From the TRF Avatar Gallery

During the Second World War, following the Belgian surrender to the German forces, Baudouin and the royal family were German prisoners of war and were exiled to Hirchstein, Germany and Strobl, Austria. The family settled in Switzerland in 1945, until their return to Belgium in 1950. He came to the throne at an early age – just shy of his 21st birthday – when his father abdicated following a series of controversies of his own making (King Leopold married for a second time in 1941, which reduced his popularity, as did his decision to surrender during the war).

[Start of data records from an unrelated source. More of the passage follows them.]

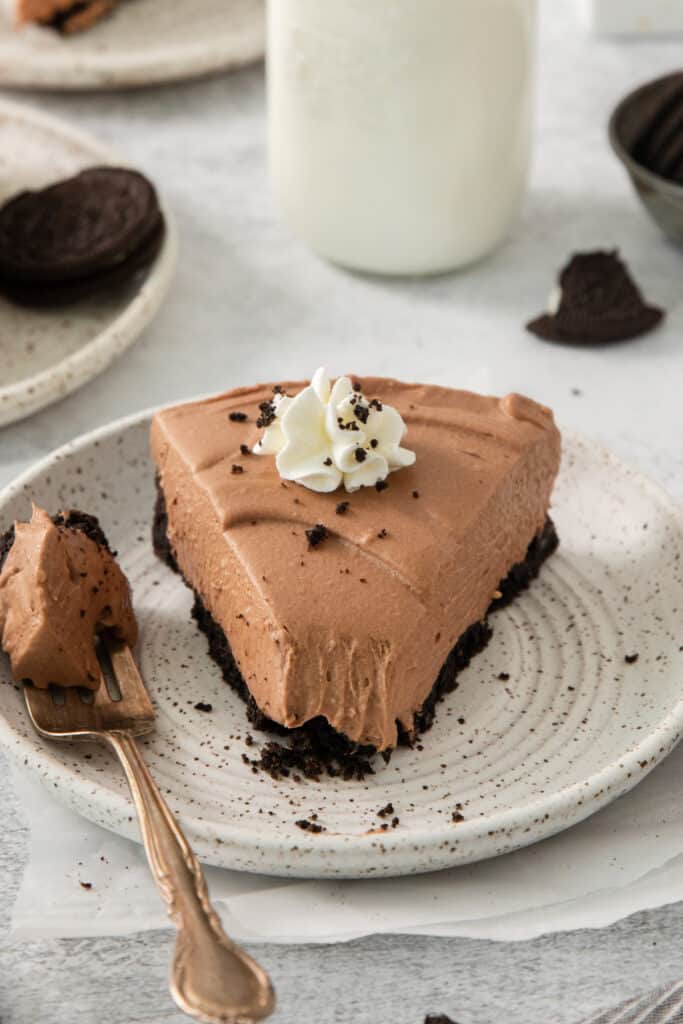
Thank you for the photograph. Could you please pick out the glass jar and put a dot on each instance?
(399, 130)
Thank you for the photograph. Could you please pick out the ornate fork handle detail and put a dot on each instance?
(211, 978)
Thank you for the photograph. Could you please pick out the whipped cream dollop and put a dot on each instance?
(331, 434)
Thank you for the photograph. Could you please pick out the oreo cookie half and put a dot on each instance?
(78, 227)
(597, 301)
(53, 296)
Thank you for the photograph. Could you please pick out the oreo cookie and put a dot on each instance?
(597, 301)
(657, 138)
(54, 296)
(89, 231)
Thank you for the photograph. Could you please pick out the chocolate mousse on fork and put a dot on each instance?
(65, 604)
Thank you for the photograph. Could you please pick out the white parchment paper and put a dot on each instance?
(83, 881)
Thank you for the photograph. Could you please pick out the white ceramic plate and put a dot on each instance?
(140, 43)
(573, 727)
(46, 354)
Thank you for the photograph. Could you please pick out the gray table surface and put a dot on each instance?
(251, 303)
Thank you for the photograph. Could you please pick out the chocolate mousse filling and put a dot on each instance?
(60, 587)
(316, 748)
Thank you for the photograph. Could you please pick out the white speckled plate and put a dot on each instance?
(46, 353)
(571, 728)
(142, 42)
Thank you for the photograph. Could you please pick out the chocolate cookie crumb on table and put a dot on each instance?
(596, 301)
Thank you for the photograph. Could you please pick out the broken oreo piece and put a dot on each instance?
(599, 302)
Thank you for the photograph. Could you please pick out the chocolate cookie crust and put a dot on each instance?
(316, 748)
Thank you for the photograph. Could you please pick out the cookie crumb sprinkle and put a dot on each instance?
(316, 535)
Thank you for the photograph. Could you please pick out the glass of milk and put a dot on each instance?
(399, 130)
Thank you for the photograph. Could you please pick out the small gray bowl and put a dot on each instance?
(663, 199)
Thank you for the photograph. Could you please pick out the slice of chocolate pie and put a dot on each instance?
(343, 583)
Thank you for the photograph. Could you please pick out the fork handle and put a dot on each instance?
(212, 979)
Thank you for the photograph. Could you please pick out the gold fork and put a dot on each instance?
(211, 978)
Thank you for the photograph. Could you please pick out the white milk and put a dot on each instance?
(399, 130)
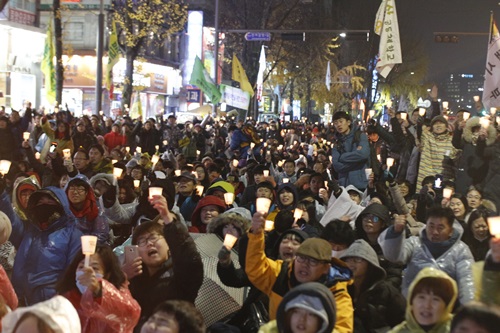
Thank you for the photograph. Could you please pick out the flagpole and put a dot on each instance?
(100, 47)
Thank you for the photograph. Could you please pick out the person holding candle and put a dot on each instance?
(38, 267)
(471, 167)
(83, 204)
(436, 146)
(438, 246)
(100, 293)
(61, 135)
(169, 266)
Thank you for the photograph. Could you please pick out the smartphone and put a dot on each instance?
(131, 252)
(53, 147)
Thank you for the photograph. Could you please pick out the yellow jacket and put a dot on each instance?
(274, 278)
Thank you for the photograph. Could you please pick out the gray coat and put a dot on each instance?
(456, 261)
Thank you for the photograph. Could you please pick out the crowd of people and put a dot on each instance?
(374, 225)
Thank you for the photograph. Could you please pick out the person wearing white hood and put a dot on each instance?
(56, 315)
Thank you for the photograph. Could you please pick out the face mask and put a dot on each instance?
(81, 287)
(337, 254)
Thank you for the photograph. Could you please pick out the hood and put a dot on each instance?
(291, 188)
(58, 313)
(434, 273)
(206, 201)
(361, 249)
(19, 185)
(217, 224)
(314, 297)
(276, 247)
(473, 122)
(55, 193)
(376, 209)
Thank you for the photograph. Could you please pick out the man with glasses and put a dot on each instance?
(168, 267)
(313, 263)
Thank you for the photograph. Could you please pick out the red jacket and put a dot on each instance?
(113, 140)
(116, 311)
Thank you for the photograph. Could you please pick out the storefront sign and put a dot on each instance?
(235, 97)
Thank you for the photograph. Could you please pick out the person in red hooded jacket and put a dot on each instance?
(100, 293)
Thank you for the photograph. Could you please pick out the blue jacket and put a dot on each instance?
(349, 158)
(42, 255)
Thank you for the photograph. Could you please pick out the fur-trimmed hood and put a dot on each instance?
(474, 122)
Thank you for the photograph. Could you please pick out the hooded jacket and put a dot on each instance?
(313, 290)
(471, 167)
(90, 219)
(43, 251)
(410, 325)
(58, 313)
(379, 304)
(275, 278)
(456, 261)
(349, 158)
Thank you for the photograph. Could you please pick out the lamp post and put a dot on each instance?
(100, 47)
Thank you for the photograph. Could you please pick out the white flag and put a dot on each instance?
(260, 75)
(491, 92)
(386, 26)
(328, 79)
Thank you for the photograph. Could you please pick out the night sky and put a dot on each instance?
(466, 16)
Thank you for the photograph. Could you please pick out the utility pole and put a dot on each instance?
(100, 47)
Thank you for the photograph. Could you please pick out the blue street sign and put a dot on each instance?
(258, 36)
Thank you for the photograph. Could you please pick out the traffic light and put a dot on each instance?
(446, 39)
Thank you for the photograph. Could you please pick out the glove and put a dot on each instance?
(224, 256)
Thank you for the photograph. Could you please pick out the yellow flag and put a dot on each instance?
(47, 65)
(240, 76)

From the TRF Avatar Gallery

In December of 1960, King Baudouin wed Spanish noble Doña Fabiola de Mora y Aragón, a daughter of the 4th Marquess of Casa Riera, 2nd Count of Mora. The couple’s marriage was a happy one, but was tinged with the sadness which came from having no children (each of Fabiola’s pregnancies ended in miscarriage).

Both Baudouin and Fabiola were devout Roman Catholics, which influenced some of the King’s political actions. The most notable of these occurred in 1990, when the Belgian Government passed a law which legalised abortion in the country. King Baudouin informed the government that he was unable to provide the Royal Assent to the law without “violating his conscience as a Catholic”, which resulted in the government declaring him temporarily unable to reign (as is allowed within the Belgian Constitution) and passed the bill. Less than two days later, the King was reinstated.

The King died suddenly in Motril, southern Spain on July 31st, 1993 from heart failure. His death took everyone by surprise, despite his earlier heart surgery. 500,000 Belgians viewed his body during a lying in state at the Royal Palace, before a funeral was held on August 6th at the St Michael and St Gudula Cathedral. King Baudouin was interred into the Royal Crypt at the Church of Our Lady of Laeken; and was succeeded by his younger brother, Albert II.